William leaned back in his chair and looked at the platelet outdate numbers for April again. One-third of the platelets outdated—how could this be? William’s boss and the platelet donors would not be pleased. As the project manager for Stanford Blood Center’s (SBC) process improvement initiative, William knew that he and his team had to do something fast; otherwise, SBC would start to lose valuable donors and incur platelet shortages. Due to the short shelf-life for platelets (five days) and volatile demands, it was critical that SBC carefully manage the platelet supply process, which included distributing platelets to local hospitals as well as collecting and redistributing unused platelet inventory among those hospitals. However, as April’s numbers demonstrated, there were significant flaws in SBC’s platelet supply process.

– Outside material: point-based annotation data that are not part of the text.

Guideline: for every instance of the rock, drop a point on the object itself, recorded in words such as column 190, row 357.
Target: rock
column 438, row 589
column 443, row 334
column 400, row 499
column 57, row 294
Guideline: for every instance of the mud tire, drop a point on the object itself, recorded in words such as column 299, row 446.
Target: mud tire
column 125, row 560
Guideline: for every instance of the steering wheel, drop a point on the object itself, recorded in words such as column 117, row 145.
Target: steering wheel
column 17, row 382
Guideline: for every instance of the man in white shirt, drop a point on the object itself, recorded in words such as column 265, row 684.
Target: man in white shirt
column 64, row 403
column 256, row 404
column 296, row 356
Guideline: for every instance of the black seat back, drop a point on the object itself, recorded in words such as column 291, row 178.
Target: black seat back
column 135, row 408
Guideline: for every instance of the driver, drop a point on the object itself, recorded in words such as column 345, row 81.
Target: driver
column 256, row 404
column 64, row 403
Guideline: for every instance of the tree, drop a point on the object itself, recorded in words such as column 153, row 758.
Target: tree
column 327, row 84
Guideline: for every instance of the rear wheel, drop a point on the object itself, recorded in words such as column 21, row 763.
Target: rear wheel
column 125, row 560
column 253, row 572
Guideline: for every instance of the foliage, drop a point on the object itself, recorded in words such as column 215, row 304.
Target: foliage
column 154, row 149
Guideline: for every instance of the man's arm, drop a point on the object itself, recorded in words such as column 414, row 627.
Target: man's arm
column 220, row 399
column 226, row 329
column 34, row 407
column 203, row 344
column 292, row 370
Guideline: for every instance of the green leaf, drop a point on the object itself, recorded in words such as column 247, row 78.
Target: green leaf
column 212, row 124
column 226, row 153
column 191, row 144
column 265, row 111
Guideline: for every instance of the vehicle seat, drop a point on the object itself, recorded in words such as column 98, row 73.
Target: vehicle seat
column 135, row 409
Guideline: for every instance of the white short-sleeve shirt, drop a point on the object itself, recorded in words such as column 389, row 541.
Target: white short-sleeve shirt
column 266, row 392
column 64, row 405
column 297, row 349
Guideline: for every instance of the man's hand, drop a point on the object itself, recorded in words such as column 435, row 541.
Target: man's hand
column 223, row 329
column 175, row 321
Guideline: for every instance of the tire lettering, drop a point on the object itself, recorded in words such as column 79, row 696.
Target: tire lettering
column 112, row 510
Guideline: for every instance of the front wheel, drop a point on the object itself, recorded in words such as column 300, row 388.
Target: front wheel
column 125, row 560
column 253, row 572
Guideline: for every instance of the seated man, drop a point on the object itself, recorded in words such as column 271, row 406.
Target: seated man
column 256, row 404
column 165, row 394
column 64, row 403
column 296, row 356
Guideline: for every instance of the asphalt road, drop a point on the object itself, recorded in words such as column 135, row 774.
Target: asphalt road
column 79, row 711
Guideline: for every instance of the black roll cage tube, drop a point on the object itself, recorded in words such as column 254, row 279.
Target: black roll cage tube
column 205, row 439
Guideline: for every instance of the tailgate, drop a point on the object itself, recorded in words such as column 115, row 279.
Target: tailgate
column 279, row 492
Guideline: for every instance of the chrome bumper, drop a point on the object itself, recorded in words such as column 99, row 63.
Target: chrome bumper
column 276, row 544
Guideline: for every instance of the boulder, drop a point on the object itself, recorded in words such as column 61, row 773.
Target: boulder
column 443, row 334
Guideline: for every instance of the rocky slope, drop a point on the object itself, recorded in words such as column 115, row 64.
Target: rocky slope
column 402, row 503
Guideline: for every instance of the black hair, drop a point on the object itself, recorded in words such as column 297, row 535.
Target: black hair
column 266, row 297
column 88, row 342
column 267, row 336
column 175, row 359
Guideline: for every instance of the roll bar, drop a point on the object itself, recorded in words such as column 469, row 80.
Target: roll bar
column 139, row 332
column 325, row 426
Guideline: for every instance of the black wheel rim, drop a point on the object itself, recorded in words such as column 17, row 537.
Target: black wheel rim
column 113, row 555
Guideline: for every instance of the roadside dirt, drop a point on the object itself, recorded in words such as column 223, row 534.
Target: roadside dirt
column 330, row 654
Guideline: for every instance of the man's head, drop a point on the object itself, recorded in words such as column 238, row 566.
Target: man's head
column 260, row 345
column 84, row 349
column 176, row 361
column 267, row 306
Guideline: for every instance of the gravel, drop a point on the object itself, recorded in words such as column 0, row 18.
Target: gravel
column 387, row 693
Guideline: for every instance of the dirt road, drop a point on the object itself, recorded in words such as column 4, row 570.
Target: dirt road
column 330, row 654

Because his team was mainly composed of medical personnel and staff, William decided to seek outside support for SBC’s platelet process problem. A few months earlier, he had read an article in the Stanford Report on risk management in supply chains by Professor Feryal Erhun from Stanford University’s Department of Management Science & Engineering (MS&E). William recognized many of the symptoms that Prof. Erhun discussed in her article in the SBC supply process. Now he just hoped this afternoon’s meeting with Prof. Erhun and one of her Ph.D. students would provide insights into SBC’s supply problem.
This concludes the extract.